The essence of a game is having interesting decisions to make, but the game's arsenal was quickly reduced to right and wrong answers. Things needed to change. We needed more conceptual niches for the guns to fill, and we needed each gun of a particular group to have some characteristic distinguishing it from others of its type.
Our first effort at niche protection went something like this: All rifles carried a hefty penalty to the wielder's Melee Defense, increasing the frequency of critical hits from melee attackers. Pistols didn't share this drawback, so if you simply had to gun down an axe-wielding survivalist, you were better off with pistols than rifles.
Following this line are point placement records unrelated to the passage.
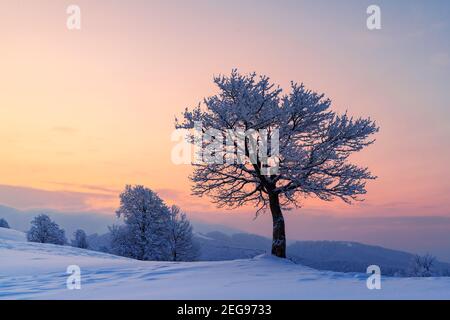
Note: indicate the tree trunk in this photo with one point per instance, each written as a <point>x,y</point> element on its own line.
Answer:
<point>279,235</point>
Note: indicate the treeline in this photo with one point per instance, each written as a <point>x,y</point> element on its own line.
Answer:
<point>151,230</point>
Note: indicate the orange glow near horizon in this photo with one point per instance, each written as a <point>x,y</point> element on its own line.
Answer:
<point>90,111</point>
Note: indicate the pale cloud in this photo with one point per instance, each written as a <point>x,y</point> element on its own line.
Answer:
<point>440,59</point>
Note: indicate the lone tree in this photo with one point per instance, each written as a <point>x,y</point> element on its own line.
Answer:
<point>181,240</point>
<point>144,234</point>
<point>44,230</point>
<point>314,146</point>
<point>80,239</point>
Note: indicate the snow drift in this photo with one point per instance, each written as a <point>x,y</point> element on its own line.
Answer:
<point>38,271</point>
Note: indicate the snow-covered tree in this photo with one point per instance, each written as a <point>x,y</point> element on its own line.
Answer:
<point>80,239</point>
<point>4,223</point>
<point>422,266</point>
<point>181,242</point>
<point>44,230</point>
<point>144,235</point>
<point>313,155</point>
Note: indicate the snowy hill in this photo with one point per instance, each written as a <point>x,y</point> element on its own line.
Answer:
<point>38,271</point>
<point>341,256</point>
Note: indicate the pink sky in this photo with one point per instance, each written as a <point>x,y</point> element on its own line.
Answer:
<point>86,112</point>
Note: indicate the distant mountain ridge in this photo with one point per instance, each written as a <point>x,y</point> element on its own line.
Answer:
<point>341,256</point>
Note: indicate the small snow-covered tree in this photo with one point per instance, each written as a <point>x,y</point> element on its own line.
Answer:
<point>4,223</point>
<point>313,154</point>
<point>422,266</point>
<point>44,230</point>
<point>144,235</point>
<point>80,239</point>
<point>181,242</point>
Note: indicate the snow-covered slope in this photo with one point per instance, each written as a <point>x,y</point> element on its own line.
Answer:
<point>38,271</point>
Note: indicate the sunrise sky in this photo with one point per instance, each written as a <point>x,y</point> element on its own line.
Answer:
<point>85,112</point>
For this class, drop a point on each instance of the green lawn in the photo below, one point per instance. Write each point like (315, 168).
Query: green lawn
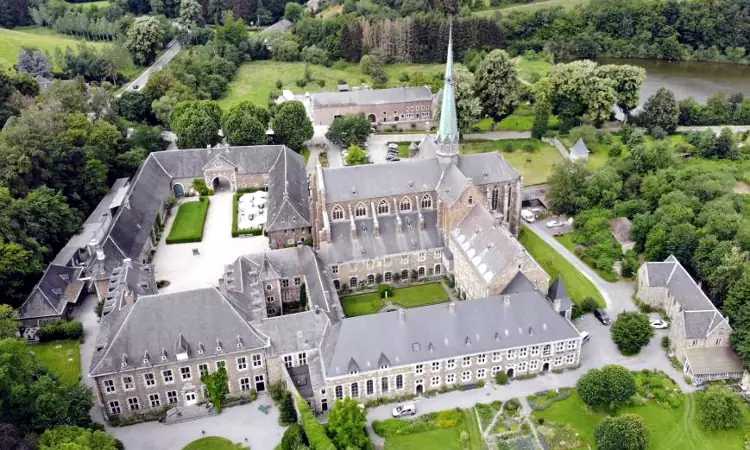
(535, 165)
(212, 443)
(63, 358)
(188, 225)
(408, 297)
(577, 285)
(669, 429)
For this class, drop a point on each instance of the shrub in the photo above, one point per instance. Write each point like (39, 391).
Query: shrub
(60, 329)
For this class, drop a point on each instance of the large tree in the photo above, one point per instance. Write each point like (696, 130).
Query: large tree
(623, 432)
(497, 85)
(291, 125)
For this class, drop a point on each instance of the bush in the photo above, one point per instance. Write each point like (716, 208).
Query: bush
(59, 330)
(631, 332)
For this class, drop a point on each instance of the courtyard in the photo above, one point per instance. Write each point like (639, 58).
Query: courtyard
(178, 264)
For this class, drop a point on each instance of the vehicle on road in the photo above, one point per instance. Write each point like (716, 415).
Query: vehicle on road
(602, 316)
(407, 409)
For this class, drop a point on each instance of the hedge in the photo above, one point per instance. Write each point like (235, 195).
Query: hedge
(59, 330)
(189, 223)
(315, 431)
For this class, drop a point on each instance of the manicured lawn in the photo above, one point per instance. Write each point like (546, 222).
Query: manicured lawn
(212, 443)
(669, 429)
(577, 285)
(535, 165)
(62, 358)
(409, 297)
(188, 225)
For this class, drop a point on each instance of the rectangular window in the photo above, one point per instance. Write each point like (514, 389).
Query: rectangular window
(114, 407)
(149, 379)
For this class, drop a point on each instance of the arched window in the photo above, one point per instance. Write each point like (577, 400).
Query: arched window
(383, 207)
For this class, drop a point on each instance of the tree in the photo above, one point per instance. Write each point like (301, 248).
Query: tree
(34, 62)
(196, 123)
(217, 385)
(346, 425)
(291, 125)
(720, 408)
(623, 432)
(497, 85)
(245, 124)
(661, 110)
(349, 130)
(144, 37)
(607, 387)
(8, 322)
(631, 332)
(356, 156)
(77, 438)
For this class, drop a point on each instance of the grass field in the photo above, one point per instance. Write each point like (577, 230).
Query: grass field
(63, 358)
(409, 297)
(669, 429)
(212, 443)
(188, 225)
(555, 265)
(535, 166)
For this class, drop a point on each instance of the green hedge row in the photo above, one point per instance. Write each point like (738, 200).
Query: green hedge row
(315, 431)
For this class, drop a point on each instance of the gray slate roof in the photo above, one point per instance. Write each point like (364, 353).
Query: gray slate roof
(371, 97)
(343, 248)
(156, 324)
(476, 326)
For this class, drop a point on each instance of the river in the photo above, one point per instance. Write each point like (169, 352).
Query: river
(690, 78)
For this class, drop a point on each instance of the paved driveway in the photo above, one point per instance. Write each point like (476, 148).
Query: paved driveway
(184, 270)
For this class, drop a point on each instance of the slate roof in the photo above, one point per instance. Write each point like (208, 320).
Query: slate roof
(342, 248)
(154, 324)
(485, 243)
(370, 97)
(475, 326)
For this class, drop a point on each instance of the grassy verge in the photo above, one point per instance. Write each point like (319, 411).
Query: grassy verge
(532, 157)
(189, 223)
(577, 285)
(62, 358)
(409, 297)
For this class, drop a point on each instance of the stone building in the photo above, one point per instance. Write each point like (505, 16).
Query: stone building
(699, 335)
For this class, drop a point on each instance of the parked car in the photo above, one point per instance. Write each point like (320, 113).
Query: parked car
(407, 409)
(602, 316)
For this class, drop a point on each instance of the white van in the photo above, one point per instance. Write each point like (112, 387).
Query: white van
(407, 409)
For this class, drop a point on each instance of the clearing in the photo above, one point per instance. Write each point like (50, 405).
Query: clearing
(577, 285)
(408, 297)
(532, 157)
(62, 358)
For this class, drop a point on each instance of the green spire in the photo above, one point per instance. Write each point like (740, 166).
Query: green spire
(448, 128)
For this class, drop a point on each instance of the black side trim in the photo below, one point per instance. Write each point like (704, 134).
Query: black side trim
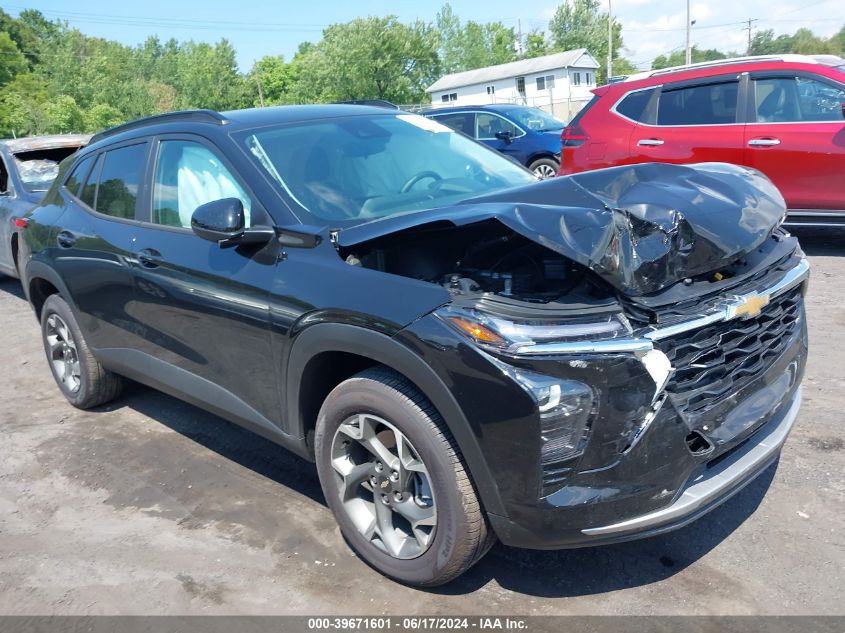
(195, 390)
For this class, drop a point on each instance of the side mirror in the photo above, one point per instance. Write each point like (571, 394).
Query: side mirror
(219, 220)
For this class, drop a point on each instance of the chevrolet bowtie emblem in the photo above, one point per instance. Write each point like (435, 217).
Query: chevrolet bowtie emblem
(751, 306)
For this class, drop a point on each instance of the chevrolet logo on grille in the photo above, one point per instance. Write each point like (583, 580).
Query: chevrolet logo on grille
(751, 306)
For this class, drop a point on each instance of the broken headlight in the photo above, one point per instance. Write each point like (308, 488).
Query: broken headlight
(508, 335)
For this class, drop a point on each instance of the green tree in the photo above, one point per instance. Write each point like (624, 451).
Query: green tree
(12, 61)
(102, 116)
(370, 58)
(276, 79)
(472, 45)
(580, 24)
(63, 115)
(678, 58)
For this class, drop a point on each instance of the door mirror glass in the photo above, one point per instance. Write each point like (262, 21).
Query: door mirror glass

Rifles were for times when you had some range to play with, as when fighting other gunners.
The problem we ran into is that Pistol and Rifle tend to be mutually exclusive skills, since each requires AP to improve. We needed these skills to support multiple situations independently. We also needed to consider how melee weapons, mutations, and thrown weapons would be integrated into our niche-protection theory.
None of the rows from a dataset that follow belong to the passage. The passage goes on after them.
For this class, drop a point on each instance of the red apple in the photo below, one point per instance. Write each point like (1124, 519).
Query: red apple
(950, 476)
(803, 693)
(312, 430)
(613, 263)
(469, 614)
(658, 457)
Our plan now looks something like this.
Close-quarters Combat (starting at 15 meters or less)
- Melee weapons
- Rifle: Shotguns
- Pistol: Pistols, Sawn-off Shotguns
Medium-range Combat (starting between 15 and 30 meters)
- Some mutations
- Rifle: Assault rifles, Battle rifles
- Pistol: Pistols, Submachine guns
Long-range Combat (starting beyond 30 meters)
- Rifle: Sniper rifles, Battle rifles, Rocket launchers
- Rocket launchers
- Some mutations
As shown above, shotguns are now close-quarters weapons that utilize the Rifle skill. Their Melee Defense penalty is much less severe than that of other rifles, but their range is quite limited. Sniper rifles are still for... well, sniping. We also have assault rifles, rapid-fire guns ideal for killing fast-moving or strafing enemies. Additionally, we made room for a middle-ground style of rifle, slower than the assault rifle but much faster than the shotgun or the sniper rifle. Thus, the battle rifle: useful when you aren't prepared or able to adapt your armaments to your situation. Grenades are open to all players based solely on level requirements, providing Melee and Support characters with at least one ranged weapon option.
These niches support teams with specialized roles, just as the AP system demands specialization. Our internal PvP testing indicates that a coordinated team with varied armaments has tactical options that make a real difference over a team using only one type of weapon. Our revised niche protection plan also ensures multiple builds are still viable and interesting for solo play.
From the broader perspective of good gaming, our itemization has to support Fallen Earth's sandbox-style world. We give players a broad list of options, but we make sure that those decisions have meaning rather than being purely arbitrary. At the same time, our game has story progression and level progression, so we introduce new armament options that show the gradual rebuilding of the world's technology.